Diese Differenz zwischen Kaufpreis und Mieteinnahmen sei "ein Spagat, der betriebswirtschaftlich schwer zu stemmen ist“ erklärt Konstantin A. Kholodilin vom Deutschen Institut für Wirtschaftsforschung (DIW Berlin) die Situation. Der Wissenschaftler erforscht die Folgen staatlicher Eingriffe in den Wohnungsmarkt. So wie "Stadt und Land" sind auch andere städtische Wohnungsbaugesellschaften durch politisch gewollten Ankauf ganzer Wohnsiedlungen starken finanziellen Belastungen ausgesetzt. Beispielsweise plant die Gewobag in Spandau und Reinickendorf in den kommenden Jahren 50 Millionen Euro unter anderem für Instandhaltung, Sanierung und Modernisierung auszugeben. Die städtische Wohnungsbaugesellschaft hatte hier fast 6.000 Wohnungen zurückgekauft, viele darunter sind asbestbelastet. Die Mieten liegen hier bei sechs Euro je Quadratmeter kalt.

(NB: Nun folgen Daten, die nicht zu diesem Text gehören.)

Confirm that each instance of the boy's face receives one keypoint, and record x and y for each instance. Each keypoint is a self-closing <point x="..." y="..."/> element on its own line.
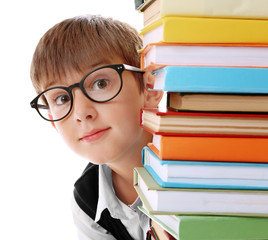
<point x="104" y="132"/>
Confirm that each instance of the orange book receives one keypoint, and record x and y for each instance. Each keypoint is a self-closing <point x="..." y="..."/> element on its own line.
<point x="225" y="149"/>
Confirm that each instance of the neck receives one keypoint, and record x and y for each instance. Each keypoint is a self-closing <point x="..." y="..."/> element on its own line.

Spagat zwischen hohen Erwerbskosten und begrenzten Mieteinnahmen
Wenn städtische Wohnungsbaugesellschaften Tausende Wohnungen zu Marktpreisen erwerben, aber gleichzeitig zu günstigen Mieten verpflichtet werden, bedeute das niedrige Einnahmen bei hohen Kosten. Auf die Dauer funktioniere das nicht, fürchtet Konstantin A. Kholodilin. Mieter und Mieterinnen würden zwar zunächst von günstigen Mieten in den angekauften Wohnungen profitieren, doch irgendwo müsse dann gespart werden. Wirtschaftsexperte Kholodilin warnt: Langfristig könnte die Qualität der angekauften Häuser und das Wohnumfeld leiden, wenn der Sanierungsbedarf sehr groß sei und Investitionen gestreckt werden müssten.